Ben Trbojevic, who’d only been on the field for less than 10 minutes, catches the ball with ample space in front of him. Skelton and Bulldogs fullback Connor Tracey have dropped back anticipating the kick.

But instead of chewing up some ground himself, Trbojevic quickly decides the wise move is to get it to the faster Koula, running just five metres before passing the ball to his teammate inside the Bulldogs’ half. It takes the scrambling Canterbury halfback Toby Sexton out of the equation because he can’t get to Koula, but chances are he would have collared Ben Trbojevic.

“I think Benny trusted me to do my thing,” Koula says. “We built that trust playing alongside each other all year.”

King Koula finishes it off … without a shoe
Koula is exactly the type of person the NRL wants to line up in their fastest man in league contest on grand final day - if it ever gets off the ground.

But even by his standards, this was a special effort.

Having enough speed to ensure the desperate Sexton can’t get a shot on him, Koula switches the ball into both hands as he bears down on the retreating Skelton, who is fooled into thinking he’s readying himself to pass to winger Talau.

It means Skelton can’t attempt a tackle, and with neat footwork, he brushes past Tracey, who can do no more than rip one of Koula’s boots off as the Manly flyer races away with the prize of a berth in the second week of the finals.

“I was [thinking about passing], but I saw the opposite winger hesitating,” Koula says. “There were a few times [we thought about running it on the last], but we just didn’t pull the trigger on the play. The one play we did, we got the result. To score the try, I can’t describe the [feeling]. It’s probably the most important try I’ve ever scored.”

RELATED ARTICLE
Daly Cherry-Evans celebrates with Luke Brooks.
Analysis
NRL 2024
On a day of hate and baseball bats, Sea Eagles soar

Said coach Seibold: “We see it from Tolu at training. He’s a very, very gifted athlete and very quick young guy. That’s a real special finals try, isn’t it? The guys ran it on the last, and we were identifying they were dropping back. The guys executed, and it was a pretty special play.”

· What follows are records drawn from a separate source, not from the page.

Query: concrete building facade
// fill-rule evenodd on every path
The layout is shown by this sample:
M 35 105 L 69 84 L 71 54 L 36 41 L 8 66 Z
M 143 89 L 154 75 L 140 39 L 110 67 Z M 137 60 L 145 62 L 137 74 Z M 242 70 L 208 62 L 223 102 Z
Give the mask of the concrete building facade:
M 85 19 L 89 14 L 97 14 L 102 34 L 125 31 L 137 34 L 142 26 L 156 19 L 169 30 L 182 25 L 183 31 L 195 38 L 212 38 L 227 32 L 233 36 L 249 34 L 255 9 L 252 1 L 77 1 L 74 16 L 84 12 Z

If it wasn’t for Xavier Coates’ aerobatics or Hamiso Tabuai-Fidow’s length-of-the-field screamer, then Koula’s scintillating effort to beat the Bulldogs in an electric finals clash might have just won him try of the season.

Even Canterbury coach Cameron Ciraldo could do no less than praise Cherry-Evans and Trbojevic for having the stones to do what few others would.

“That’s why [Trbojevic] and Daly are champion players,” Ciraldo shrugs. “They come up with those moments, and they’ve been doing it for long periods of their career. That’s why experience counts.

View attachment 28234

“Tom was so brave. You can tell he’s carrying a couple of things. He didn’t look himself, but to come up with a play in that moment is why he’s such a champion player - and why he got his team over the line.”
That is one of the better written pieces I have had the pleasure of reading about our win. Thank you for posting the whole thing - what a ripper.